I also picked up some books for the paper I'm gonna be writing. I was originally gonna do it on pirate kangaroo courts, but I'm not sure I know where to look for resources on that, so I'm gonna go back to my original idea of exploring how thieves' cant and other slang worked as a method of separating the socially deviant underworld from the rest of society. Which sounds so much better than "I'm using this paper as an excuse to learn thieves' cant for a character I roleplay online," doesn't it?

I need to make a Milliways post about zombies later, but I have to write this paper proposal and work out first.

Man, I already miss working on MacB. *sadface* It was so nice to feel involved in theatre again.

So I have this theory about all these classic rock songs from Supernatural. The rhythm of them fundamentally implies motion; they're all in very steady 4/4, at a pace that very often equals a brisk walking pace, at least for me. I'm not sure if my legs are just exactly the right length or what, but if I listen to them while walking, I'm pretty much always stepping on the beat.

Date: 2008-04-06 08:05 pm (UTC)
agonistes: a house in the shadow of two silos shaped like gramophone bells (maybe the sun will shine today)
From: [personal profile] agonistes
[livejournal.com profile] silveraspen and I were actually talking about the Supernatural soundtrack the other day, and contrasting it with the show Life. Those two shows have soundtracks that are quite thoroughly bitchin' -- but they serve different purposes.

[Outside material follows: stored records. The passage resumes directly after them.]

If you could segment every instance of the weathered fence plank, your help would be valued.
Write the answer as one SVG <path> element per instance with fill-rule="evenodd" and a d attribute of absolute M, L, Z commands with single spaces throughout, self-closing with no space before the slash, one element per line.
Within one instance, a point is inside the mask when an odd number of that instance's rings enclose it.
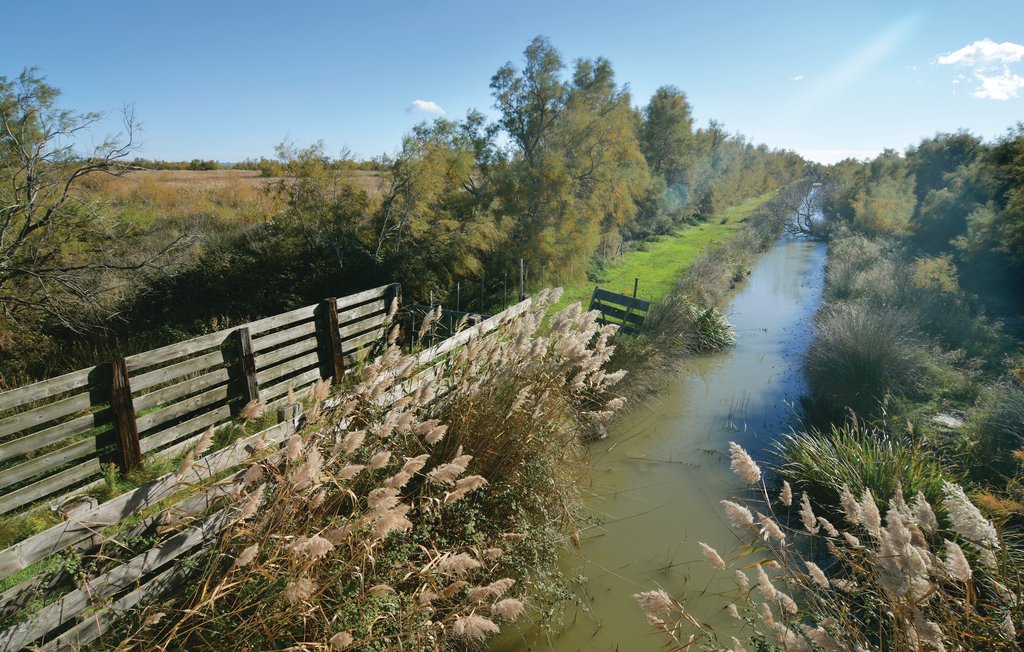
<path fill-rule="evenodd" d="M 58 448 L 57 450 L 50 451 L 49 453 L 44 453 L 43 455 L 34 457 L 27 462 L 22 462 L 15 466 L 9 466 L 3 471 L 0 471 L 0 489 L 18 484 L 19 482 L 23 482 L 43 473 L 47 469 L 64 466 L 68 462 L 72 462 L 80 457 L 84 457 L 95 452 L 96 439 L 89 438 L 75 442 L 74 444 L 63 448 Z"/>
<path fill-rule="evenodd" d="M 12 457 L 24 455 L 34 450 L 38 450 L 43 446 L 49 446 L 62 439 L 68 439 L 75 435 L 80 435 L 83 432 L 87 432 L 96 427 L 96 416 L 93 414 L 86 414 L 64 423 L 59 423 L 55 426 L 51 426 L 46 430 L 37 430 L 31 435 L 25 435 L 18 439 L 12 439 L 11 441 L 0 444 L 0 462 L 9 460 Z"/>
<path fill-rule="evenodd" d="M 63 376 L 40 380 L 31 385 L 0 392 L 0 411 L 10 410 L 11 408 L 39 401 L 50 396 L 57 396 L 64 392 L 87 388 L 90 385 L 89 376 L 92 372 L 92 368 L 80 369 Z"/>
<path fill-rule="evenodd" d="M 33 482 L 28 486 L 0 496 L 0 514 L 5 514 L 13 509 L 27 505 L 44 496 L 49 496 L 59 491 L 66 491 L 69 487 L 99 474 L 100 461 L 97 458 L 87 460 L 69 469 L 64 469 L 38 482 Z"/>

I'm not sure that the rhythm of the SPN soundtrack fundamentally implies motion, and I don't listen to it as regularly as I do the soundtrack to Life -- but what I am sure about is that those songs are to some degree chosen because of the culture(s) they invoke. In your spare time (ha!) I'd recommend picking up Fargo Rock City by Chuck Klosterman -- it's both memoir and commentary. Klosterman grew up on a farm in North Dakota, and loved (and loves) heavy metal, and the entire time I was reading it I kept thinking Lynne needs to read this like she needs to breathe. The songs and groups that Dean Winchester loves go hand in hand with the culture that Klosterman experienced and talks about -- bars, booze, babes, and the Midwest.

(Life, in contrast, isn't invoking a culture so much as adding to characterization and pace, with its soundtrack. 3/4 of the songs are between 70 and 90 beats a minute -- or a really, really high heart rate, which corresponds nicely to Charlie Crews in his more manic moods. But I do not think you have seen Life, so I will refrain from tl;dr-ing further!)